Funcation and Parameters
The function and its full parameters are as follows:
tidy_fft(
.data,
.date_col,
.value_col,
.frequency = 12L,
.harmonics = 1L,
.upsampling = 10L
)
The .data
argument is the actual formatted data that
will get passed to the function, the time series data. The
.date_col
argument is the column that holds the datetime of
interest. The .value
column is the column that holds the
value that is being analyzed by the function, this can be counts,
averages, any type of value that is in the time series. The
.frequency
argument details the cyclical nature of the
data, is it 12 for monthly, 7 for weekly, etc. The
.harmonics
argument will tell the function how many times
the fft
should be run internally and how many filters
should be made. Finally the .upsampling
argument will tell
the function how much the function should up sample the time
parameter.
Let us now work through a simple example.
Example
Data
Lets get started with some data.
suppressPackageStartupMessages(library(dplyr))
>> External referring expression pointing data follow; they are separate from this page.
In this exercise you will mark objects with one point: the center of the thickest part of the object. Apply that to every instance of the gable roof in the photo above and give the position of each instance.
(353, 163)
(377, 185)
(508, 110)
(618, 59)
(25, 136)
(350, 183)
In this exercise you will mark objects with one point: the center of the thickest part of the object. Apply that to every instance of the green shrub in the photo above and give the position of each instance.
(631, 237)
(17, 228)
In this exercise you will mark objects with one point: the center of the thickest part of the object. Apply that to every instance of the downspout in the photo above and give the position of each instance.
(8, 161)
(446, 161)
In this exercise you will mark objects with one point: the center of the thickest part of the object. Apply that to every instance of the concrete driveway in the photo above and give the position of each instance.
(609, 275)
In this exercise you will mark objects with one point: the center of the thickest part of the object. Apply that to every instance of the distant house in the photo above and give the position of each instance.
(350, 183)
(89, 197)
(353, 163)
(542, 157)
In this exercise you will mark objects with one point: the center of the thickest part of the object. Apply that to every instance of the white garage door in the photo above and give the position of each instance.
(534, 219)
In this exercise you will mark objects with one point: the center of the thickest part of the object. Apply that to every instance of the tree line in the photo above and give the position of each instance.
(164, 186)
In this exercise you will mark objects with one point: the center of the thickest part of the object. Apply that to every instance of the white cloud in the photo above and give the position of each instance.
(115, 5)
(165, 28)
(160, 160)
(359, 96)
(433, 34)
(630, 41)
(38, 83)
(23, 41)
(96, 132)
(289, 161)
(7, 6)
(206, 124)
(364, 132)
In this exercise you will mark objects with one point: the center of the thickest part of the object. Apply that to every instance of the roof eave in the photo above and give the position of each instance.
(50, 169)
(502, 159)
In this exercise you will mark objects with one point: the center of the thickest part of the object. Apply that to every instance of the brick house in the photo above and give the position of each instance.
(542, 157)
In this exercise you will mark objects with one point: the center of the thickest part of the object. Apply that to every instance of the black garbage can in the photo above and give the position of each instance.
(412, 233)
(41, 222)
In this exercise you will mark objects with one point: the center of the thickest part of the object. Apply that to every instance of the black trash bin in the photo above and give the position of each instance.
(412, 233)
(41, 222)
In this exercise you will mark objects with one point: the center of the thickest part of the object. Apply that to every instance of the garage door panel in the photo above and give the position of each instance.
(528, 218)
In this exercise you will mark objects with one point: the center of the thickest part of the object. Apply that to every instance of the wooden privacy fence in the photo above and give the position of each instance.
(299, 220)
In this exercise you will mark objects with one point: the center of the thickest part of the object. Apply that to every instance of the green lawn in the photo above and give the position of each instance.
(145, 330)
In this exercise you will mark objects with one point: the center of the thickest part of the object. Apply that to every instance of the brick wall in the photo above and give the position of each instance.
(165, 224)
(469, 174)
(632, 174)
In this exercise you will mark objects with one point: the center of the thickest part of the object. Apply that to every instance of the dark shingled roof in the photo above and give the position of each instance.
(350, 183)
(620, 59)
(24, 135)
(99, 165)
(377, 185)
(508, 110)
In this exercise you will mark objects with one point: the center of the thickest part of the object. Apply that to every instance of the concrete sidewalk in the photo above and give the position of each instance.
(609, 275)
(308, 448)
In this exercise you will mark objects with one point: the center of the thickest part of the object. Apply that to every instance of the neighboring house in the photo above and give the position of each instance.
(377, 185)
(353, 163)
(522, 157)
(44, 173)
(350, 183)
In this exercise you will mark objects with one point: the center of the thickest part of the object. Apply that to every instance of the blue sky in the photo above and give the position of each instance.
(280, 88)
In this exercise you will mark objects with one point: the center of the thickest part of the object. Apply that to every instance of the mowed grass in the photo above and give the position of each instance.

suppressPackageStartupMessages(library(ggplot2))
suppressPackageStartupMessages(library(timetk))
data_tbl <- AirPassengers %>%
ts_to_tbl() %>%
select(-index)
Now that we have our sample data, let’s check it out.
glimpse(data_tbl)
#> Rows: 144
#> Columns: 2
#> $ date_col <date> 1949-01-01, 1949-02-01, 1949-03-01, 1949-04-01, 1949-05-01, …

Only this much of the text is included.